Lately, I’ve been feeling full-circlish. As a result, I am choosing to publicly acknowledge the-last-poem-I-loved’s similarity to the first poem that made me want to be a poet. They were both written by Bill Knott, they are both terribly short, and they are both about what to do when a death happens.
Grief instructions.
Bill Knott wrote “Minor Poem” over forty years ago. The poem reads, in its entirety:
The only response
to a child’s grave is
to lie down before it and play dead
This poem turns. It denies that poetry is a possible response to death, yet—here this poem is. A response. When I was fourteen, Knott told me to turn towards death in an effort to engage?/to perform for?/to honor? the audience in the grave. But that audience was an impossible audience, a dead child, so the poem turned back to me. The poem spun me around, endlessly resisting its own straightforward imagery. The poem was futility—it made a gesture by describing the gesture a person ought to make instead of writing a poem.
It made my head hurt. The poem seemed to act, to do something, to move as I read it. Sometimes the child was an anonymous child—sometimes my future child in tragic scenarios my insomnia liked to play over-and-over for me. Sometimes the child stood in for my own childhood. My teenaged attempts (black-eyelinered, white-lipsticked) to cling to innocence by imitating the dead seemed both absurd and wholly justified by my amorphous grief. And by Knott’s poem.
A darkly-humorous poem about unthinkable death: I claimed it. I wrote in on a slip of paper and carried it around like a fortune.
Recently, I received a handmade book of Bill Knott’s, filled with syllabic verse. Near the end, I found this poem:
KNOT (Hendecasyllabics)
After you’ve sewn it, bite the thread off my grave—
Please leave no loose seam of me to wave above
The bones unknitting, the flesh unweaving love.
It is more formal than the other, earlier one. There is a please. The focus is more clearly on he-who-is-about-to-die rather than on the post-death responder. Still, the physical closeness of the dead and the living is here, and a recommended action at the gravesite. Despite all the formality—there is also play.

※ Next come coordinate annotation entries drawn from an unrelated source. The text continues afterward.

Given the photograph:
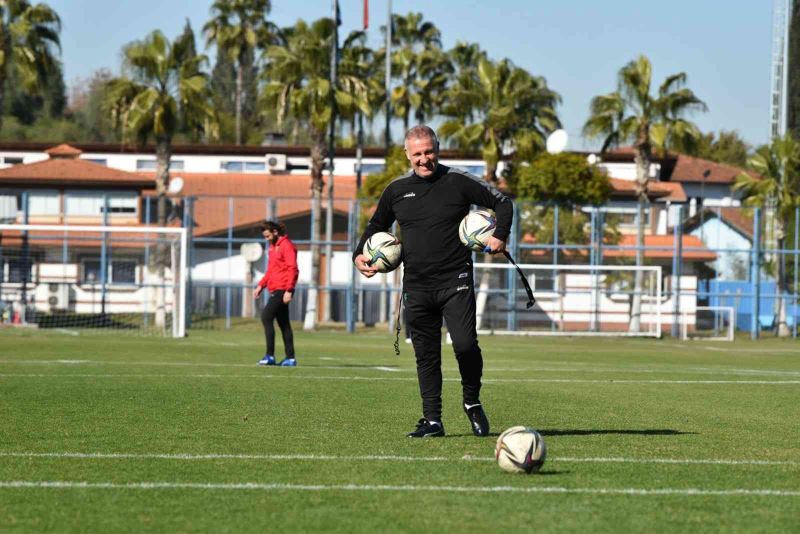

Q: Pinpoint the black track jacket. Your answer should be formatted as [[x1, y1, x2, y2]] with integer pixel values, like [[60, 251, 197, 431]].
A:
[[353, 164, 514, 290]]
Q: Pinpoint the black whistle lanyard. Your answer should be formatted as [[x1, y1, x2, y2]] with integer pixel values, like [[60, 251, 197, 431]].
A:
[[503, 250, 536, 309], [394, 250, 536, 356]]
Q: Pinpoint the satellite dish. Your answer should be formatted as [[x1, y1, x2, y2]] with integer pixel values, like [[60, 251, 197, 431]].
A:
[[239, 243, 264, 263], [167, 176, 183, 195], [547, 130, 569, 154]]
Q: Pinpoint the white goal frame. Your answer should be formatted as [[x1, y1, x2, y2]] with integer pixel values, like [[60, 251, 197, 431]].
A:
[[681, 306, 736, 341], [474, 263, 664, 339], [0, 224, 189, 337]]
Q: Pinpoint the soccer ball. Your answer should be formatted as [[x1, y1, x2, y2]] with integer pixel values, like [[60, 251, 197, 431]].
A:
[[363, 232, 403, 273], [458, 210, 497, 252], [494, 426, 547, 474]]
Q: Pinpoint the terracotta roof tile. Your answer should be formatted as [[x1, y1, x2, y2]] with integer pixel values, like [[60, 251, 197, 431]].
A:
[[139, 172, 356, 236], [0, 158, 155, 187], [684, 207, 753, 241], [45, 144, 83, 159], [603, 234, 717, 261], [609, 178, 687, 202], [523, 234, 717, 262], [664, 154, 756, 184]]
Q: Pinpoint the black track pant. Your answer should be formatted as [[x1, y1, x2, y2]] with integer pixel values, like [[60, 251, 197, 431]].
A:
[[261, 289, 294, 358], [403, 285, 483, 421]]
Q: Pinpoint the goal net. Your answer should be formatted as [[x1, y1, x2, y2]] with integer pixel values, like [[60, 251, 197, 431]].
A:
[[0, 224, 187, 337], [681, 306, 736, 341], [475, 262, 669, 337]]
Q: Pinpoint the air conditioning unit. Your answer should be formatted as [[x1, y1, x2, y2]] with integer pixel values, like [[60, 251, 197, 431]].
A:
[[47, 284, 70, 311], [264, 154, 286, 172]]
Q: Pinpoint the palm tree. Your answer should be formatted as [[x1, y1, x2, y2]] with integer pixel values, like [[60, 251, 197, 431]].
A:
[[0, 0, 61, 133], [339, 31, 386, 187], [583, 56, 707, 332], [261, 18, 369, 329], [733, 132, 800, 337], [105, 30, 216, 326], [439, 55, 561, 182], [380, 13, 449, 130], [203, 0, 274, 145]]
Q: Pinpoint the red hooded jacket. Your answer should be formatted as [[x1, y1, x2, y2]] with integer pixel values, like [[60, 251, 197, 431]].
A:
[[258, 235, 300, 292]]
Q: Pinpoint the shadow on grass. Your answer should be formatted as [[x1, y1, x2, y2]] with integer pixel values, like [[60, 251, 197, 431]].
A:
[[444, 432, 500, 439], [539, 428, 697, 436]]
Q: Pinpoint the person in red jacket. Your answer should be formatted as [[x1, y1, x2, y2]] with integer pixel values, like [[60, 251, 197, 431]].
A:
[[253, 221, 300, 367]]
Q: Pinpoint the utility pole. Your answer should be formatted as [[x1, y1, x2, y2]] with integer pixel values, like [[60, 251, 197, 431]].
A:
[[322, 0, 340, 322], [384, 0, 392, 151]]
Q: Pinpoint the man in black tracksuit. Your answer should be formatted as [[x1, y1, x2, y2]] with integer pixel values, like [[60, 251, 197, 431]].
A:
[[353, 126, 513, 437]]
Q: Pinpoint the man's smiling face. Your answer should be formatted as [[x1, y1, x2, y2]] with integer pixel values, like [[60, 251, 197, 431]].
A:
[[405, 136, 439, 178]]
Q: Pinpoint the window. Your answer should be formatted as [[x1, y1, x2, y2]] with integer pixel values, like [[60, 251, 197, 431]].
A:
[[28, 191, 61, 216], [64, 191, 138, 217], [0, 258, 33, 284], [136, 159, 183, 171], [219, 161, 244, 172], [0, 193, 20, 223], [219, 161, 267, 172], [353, 163, 386, 174], [81, 258, 136, 285], [244, 161, 267, 172], [583, 202, 650, 227]]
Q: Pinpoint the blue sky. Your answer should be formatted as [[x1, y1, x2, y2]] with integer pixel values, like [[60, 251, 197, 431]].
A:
[[44, 0, 772, 149]]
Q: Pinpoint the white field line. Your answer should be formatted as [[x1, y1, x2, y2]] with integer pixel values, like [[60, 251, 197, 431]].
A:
[[0, 360, 800, 377], [56, 328, 81, 337], [0, 371, 800, 386], [0, 452, 800, 466], [0, 360, 404, 371], [0, 480, 800, 497]]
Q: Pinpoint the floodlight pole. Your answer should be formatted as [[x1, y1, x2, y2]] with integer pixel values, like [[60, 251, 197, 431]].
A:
[[324, 0, 339, 322], [384, 0, 392, 150]]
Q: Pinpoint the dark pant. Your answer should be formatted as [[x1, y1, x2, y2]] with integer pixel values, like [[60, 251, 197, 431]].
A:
[[261, 289, 294, 358], [403, 285, 483, 421]]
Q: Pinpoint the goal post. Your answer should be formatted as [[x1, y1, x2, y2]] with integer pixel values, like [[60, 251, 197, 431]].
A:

Only this time it’s not all-carousel-spinny, placing me both on and in the tiny plot; this time Knott’s circle is a wave. Grief comes in those.
The sound progresses. The words are a tide coming in: you’ve, off, grave, leave, of, wave above, flesh unweaving love. The vowels change as the buzzing f/v endings get closer together. So the poem un-acts the corpse’s dissolution. The words grow tighter-and-tighter as the body disintegrates. In the first and second line, ten words comprise eleven syllables. In the last line, a mere seven words do that work. For luck? Why else do we count? Meter is a poet’s superstition.
And it rhymes. Grave then above then love. This is very-nearly a Sondheim rhyme, a pop-song scheme, but then—no. It is a pre-emptive farewell. The title is the poet’s name minus the cross of one t, and “unknitting” in the last line puns. Plays.
As far as grief instructions go—this poem recommends rhythm, ritual, and physical communion with the dead. I wish there were a comma before the last word in the poem. I wish “love” were an endearment rather than something, like the body, that ends. But—no. Knott does not give me that relief. Any closure here happens between the lips of whoever is stitching in the dirt.
Is she a poet? Are there words between her lips? I don’t know. Who knows. What I like most about this poem is that it demands my teeth.